Nach dem verheerenden Grubenunglück in der Türkei richten sich Trauer und Wut zunehmend gegen die Regierung. In Ankara demonstrierten am Mittwochabend mehrere tausend Menschen gegen Ministerpräsident Recep Tayyip Erdogan, die Polizei ging mit Tränengas und Wasserwerfern gegen die Menge vor. Bei dem Grubenunglück in Soma im Westen des Landes wurden mindestens 245 Menschen getötet, rund 120 Kumpel wurden am Mittwochabend noch vermisst.
"Unsere Hoffnungen werden immer geringer", gestand Energieminister Taner Yildiz ein. Seinen Angaben zufolge wurden bis zum Abend 245 Todesopfer geborgen. Im Gegenzug konnten fast 450 Kumpel nach Angaben des Minenbetreibers gerettet werden. Rund 80 von ihnen wurden verletzt.
In dem Kohle-Bergwerk war nach der Explosion eines Transformators am Dienstag ein Feuer ausgebrochen, das am Mittwoch weiter wütete. Tödliches Kohlenmonoxid behinderte die Rettungsarbeiten. Den Sicherheitskräften zufolge bildeten sich nach der Explosion in dem Bergwerk zwei Lufttaschen, von denen eine für die Rettungskräfte zugänglich, die zweite jedoch versperrt war.
Die meisten der Todesopfer starben an Kohlenmonoxidvergiftung.
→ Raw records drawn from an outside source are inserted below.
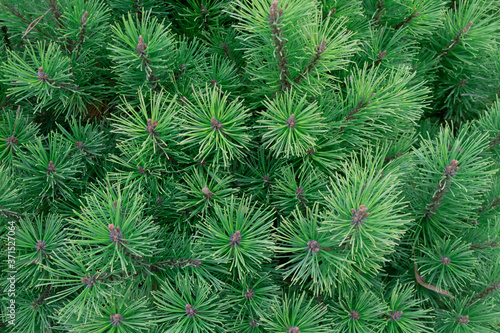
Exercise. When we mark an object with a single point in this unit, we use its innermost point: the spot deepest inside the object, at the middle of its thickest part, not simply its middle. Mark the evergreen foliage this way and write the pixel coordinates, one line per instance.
(250, 166)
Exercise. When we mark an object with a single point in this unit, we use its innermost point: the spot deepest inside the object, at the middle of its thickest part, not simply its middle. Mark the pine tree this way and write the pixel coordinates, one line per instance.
(250, 166)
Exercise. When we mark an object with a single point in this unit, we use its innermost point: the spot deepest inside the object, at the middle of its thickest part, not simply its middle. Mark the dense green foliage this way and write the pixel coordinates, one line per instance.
(293, 166)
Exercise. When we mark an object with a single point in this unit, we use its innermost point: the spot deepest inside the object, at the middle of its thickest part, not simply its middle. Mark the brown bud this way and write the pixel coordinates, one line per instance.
(51, 167)
(207, 192)
(291, 122)
(116, 320)
(190, 311)
(321, 48)
(463, 320)
(235, 239)
(354, 315)
(84, 18)
(215, 124)
(141, 47)
(42, 76)
(396, 315)
(445, 261)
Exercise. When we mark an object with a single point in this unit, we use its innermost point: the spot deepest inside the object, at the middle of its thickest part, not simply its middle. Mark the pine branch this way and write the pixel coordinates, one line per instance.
(407, 20)
(449, 172)
(489, 244)
(490, 289)
(312, 63)
(421, 282)
(380, 11)
(456, 40)
(362, 104)
(279, 44)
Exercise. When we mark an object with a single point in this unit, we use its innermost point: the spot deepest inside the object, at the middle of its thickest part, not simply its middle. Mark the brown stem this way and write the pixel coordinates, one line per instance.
(380, 11)
(443, 186)
(429, 286)
(312, 63)
(455, 41)
(407, 20)
(279, 44)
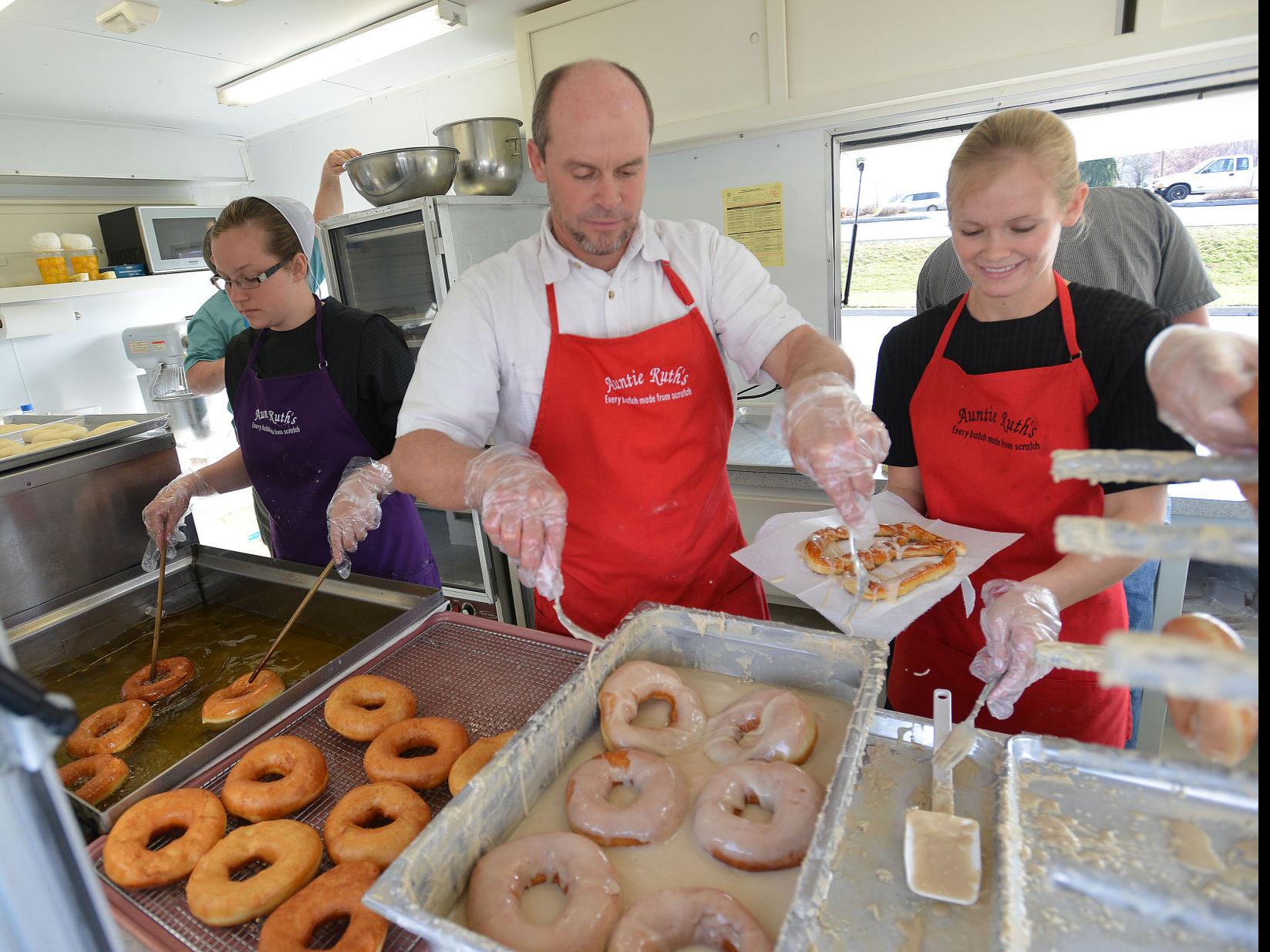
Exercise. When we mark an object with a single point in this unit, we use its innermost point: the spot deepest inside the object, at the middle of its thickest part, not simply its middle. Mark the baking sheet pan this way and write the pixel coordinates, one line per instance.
(143, 424)
(419, 889)
(490, 677)
(1110, 849)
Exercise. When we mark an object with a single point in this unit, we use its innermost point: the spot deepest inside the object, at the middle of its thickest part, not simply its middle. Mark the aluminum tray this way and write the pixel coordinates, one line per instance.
(424, 883)
(1111, 849)
(143, 424)
(490, 677)
(864, 898)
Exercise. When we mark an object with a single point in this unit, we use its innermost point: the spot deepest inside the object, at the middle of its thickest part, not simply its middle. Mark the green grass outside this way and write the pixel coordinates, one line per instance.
(885, 272)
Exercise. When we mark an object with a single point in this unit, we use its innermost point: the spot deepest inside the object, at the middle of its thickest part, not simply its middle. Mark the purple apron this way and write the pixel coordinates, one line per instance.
(296, 438)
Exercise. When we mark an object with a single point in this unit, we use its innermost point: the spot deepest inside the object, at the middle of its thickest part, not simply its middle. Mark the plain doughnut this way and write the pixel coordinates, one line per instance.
(173, 671)
(787, 792)
(302, 772)
(384, 761)
(335, 894)
(766, 725)
(1218, 730)
(133, 865)
(636, 682)
(474, 758)
(361, 708)
(671, 920)
(241, 698)
(292, 852)
(574, 863)
(652, 818)
(349, 834)
(100, 775)
(109, 730)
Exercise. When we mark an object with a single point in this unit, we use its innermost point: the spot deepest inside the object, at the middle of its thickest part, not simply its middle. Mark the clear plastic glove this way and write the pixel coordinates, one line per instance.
(836, 441)
(524, 510)
(355, 508)
(1198, 375)
(165, 513)
(1016, 616)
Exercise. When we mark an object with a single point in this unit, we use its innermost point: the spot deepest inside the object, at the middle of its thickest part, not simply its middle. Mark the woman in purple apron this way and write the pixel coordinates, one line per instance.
(315, 389)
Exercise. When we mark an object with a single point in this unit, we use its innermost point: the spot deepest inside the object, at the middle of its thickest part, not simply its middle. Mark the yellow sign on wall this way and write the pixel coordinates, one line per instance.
(755, 216)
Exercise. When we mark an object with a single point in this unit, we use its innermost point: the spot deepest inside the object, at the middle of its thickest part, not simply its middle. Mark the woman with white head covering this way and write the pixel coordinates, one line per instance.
(315, 388)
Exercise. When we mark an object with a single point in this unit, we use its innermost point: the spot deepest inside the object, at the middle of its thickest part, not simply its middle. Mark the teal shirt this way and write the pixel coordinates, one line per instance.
(216, 321)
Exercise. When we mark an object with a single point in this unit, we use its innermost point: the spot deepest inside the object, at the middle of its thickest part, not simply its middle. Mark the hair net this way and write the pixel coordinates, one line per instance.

Hunderte verzweifelte Angehörige und Kollegen warteten den ganzen Mittwoch vor dem Grubeneingang auf Neuigkeiten. Nur vereinzelt wurden Überlebende ans Tageslicht gebracht, sie husteten und rangen nach Luft. Die Feuerwehr versuchte, Frischluft in den Schacht zu leiten, um die in zwei Kilometern Tiefe festsitzenden Arbeiter zu versorgen.
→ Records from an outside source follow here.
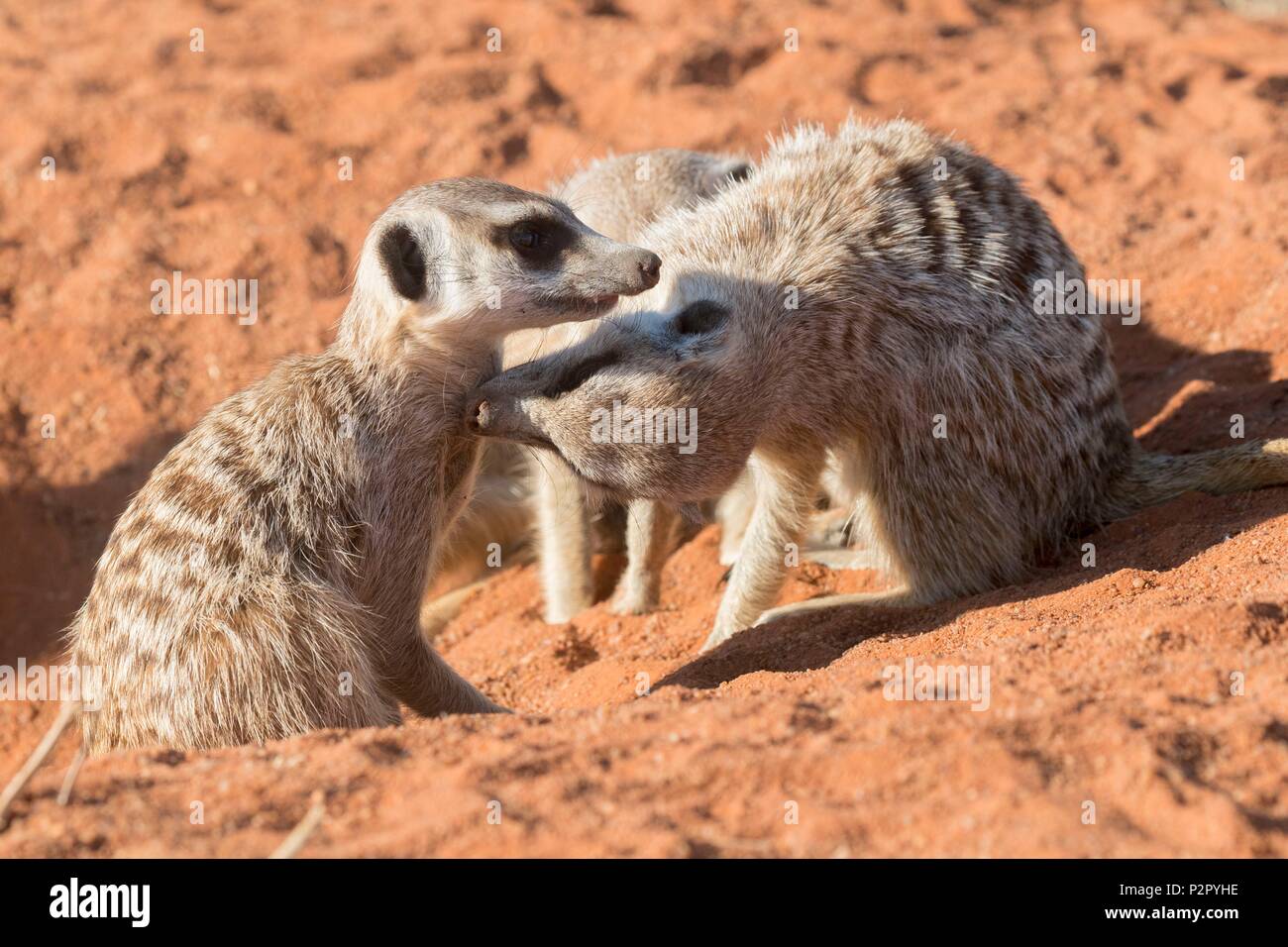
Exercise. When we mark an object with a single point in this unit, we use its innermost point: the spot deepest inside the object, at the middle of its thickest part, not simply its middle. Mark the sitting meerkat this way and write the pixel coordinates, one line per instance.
(617, 196)
(866, 300)
(266, 579)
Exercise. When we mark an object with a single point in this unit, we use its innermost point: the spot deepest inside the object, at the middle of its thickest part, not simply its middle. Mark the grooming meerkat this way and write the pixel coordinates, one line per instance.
(868, 300)
(266, 579)
(617, 196)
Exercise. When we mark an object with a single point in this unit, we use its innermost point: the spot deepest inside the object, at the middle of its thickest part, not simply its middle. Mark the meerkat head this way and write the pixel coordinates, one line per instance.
(661, 403)
(488, 260)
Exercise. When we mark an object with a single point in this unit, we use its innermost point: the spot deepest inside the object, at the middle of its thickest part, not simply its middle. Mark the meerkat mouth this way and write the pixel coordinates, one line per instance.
(585, 304)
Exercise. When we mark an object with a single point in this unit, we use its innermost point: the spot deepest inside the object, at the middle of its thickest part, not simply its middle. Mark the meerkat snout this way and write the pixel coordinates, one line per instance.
(651, 268)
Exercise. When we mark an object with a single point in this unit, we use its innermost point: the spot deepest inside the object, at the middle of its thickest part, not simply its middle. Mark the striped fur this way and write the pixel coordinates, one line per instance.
(266, 579)
(912, 262)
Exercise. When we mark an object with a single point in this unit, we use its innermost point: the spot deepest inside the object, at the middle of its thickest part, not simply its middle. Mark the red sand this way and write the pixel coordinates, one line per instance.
(1109, 684)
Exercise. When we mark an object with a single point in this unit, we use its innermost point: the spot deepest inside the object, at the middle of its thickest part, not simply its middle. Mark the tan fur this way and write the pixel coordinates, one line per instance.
(266, 579)
(828, 313)
(617, 196)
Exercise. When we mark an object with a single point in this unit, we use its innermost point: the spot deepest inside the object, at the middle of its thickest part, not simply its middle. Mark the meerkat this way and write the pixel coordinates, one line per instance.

Auch Erdogan reiste nach Soma. Er kündigte umfassende Ermittlungen an und versprach, "keine Nachlässigkeit" zu dulden. Dutzende aufgebrachte Einwohner von Soma demonstrierten nahe dem Gebäude, in dem der Regierungschef seine Pressekonferenz hielt. Sie versetzten seinem Auto Fußtritte und forderten den Rücktritt der Regierung, wie die private Nachrichtenagentur Dogan berichtete.
Erdigan: Solche Arbeitsunfälle passieren "überall auf der Welt"
Erdogan wies jedoch jede Verantwortung der Regierung zurück: Derlei Arbeitsunfälle passierten "überall auf der Welt", sagte er. Das türkische Arbeitsministerium erklärte, die Grube sei zuletzt am 17. März auf Sicherheitsmängel untersucht worden und es habe keine Beanstandungen gegeben.
Kritiker werfen der Regierung vor, bei der Privatisierung vieler ehemals staatlicher Bergbaufirmen in den vergangenen Jahren die Einhaltung der Sicherheitsvorkehrungen ignoriert zu haben. Die Staatsanwaltschaft nahm am Mittwoch Ermittlungen auf, der linke Gewerkschaftsbund DISK sprach von einem "Massaker". Erst vor wenigen Wochen war die Oppositionspartei CHP im Parlament mit dem Versuch gescheitert, Zwischenfälle in der Grube von Soma untersuchen zu lassen.
Massenproteste in Ankara
In Ankara versammelten sich nach Angaben eines AFP-Fotografen am Abend zwischen 3000 und 4000 Menschen zu einer Demonstration. Als aus der Menge Feuerwerkskörper auf Polizisten geschossen wurden, schritten diese ein. Die Sicherheitskräfte gingen mit Tränengas und Wasserwerfer gegen die Menge vor. Auch in Istanbul löste die Polizei einen Protest von rund 50 Demonstranten auf, spontane Kundgebungen gab es auch andernorts.
Das Grubenunglück löste in der ganzen Welt Bestürzung aus. Bundespräsident Joachim Gauck schrieb in einem Kondolenztelegramm an seinen Kollegen Abdullah Gül, er habe "mit Trauer und Bestürzung" von dem Unglück erfahren. Bundeskanzlerin Angela Merkel (CDU) wandte sich mit ähnlichen Worten an Erdogan und erklärte, Deutschland sei "zur Hilfe bereit". Auch die USA boten ihre Hilfe an und drückten ihr "aufrichtiges Beileid" aus.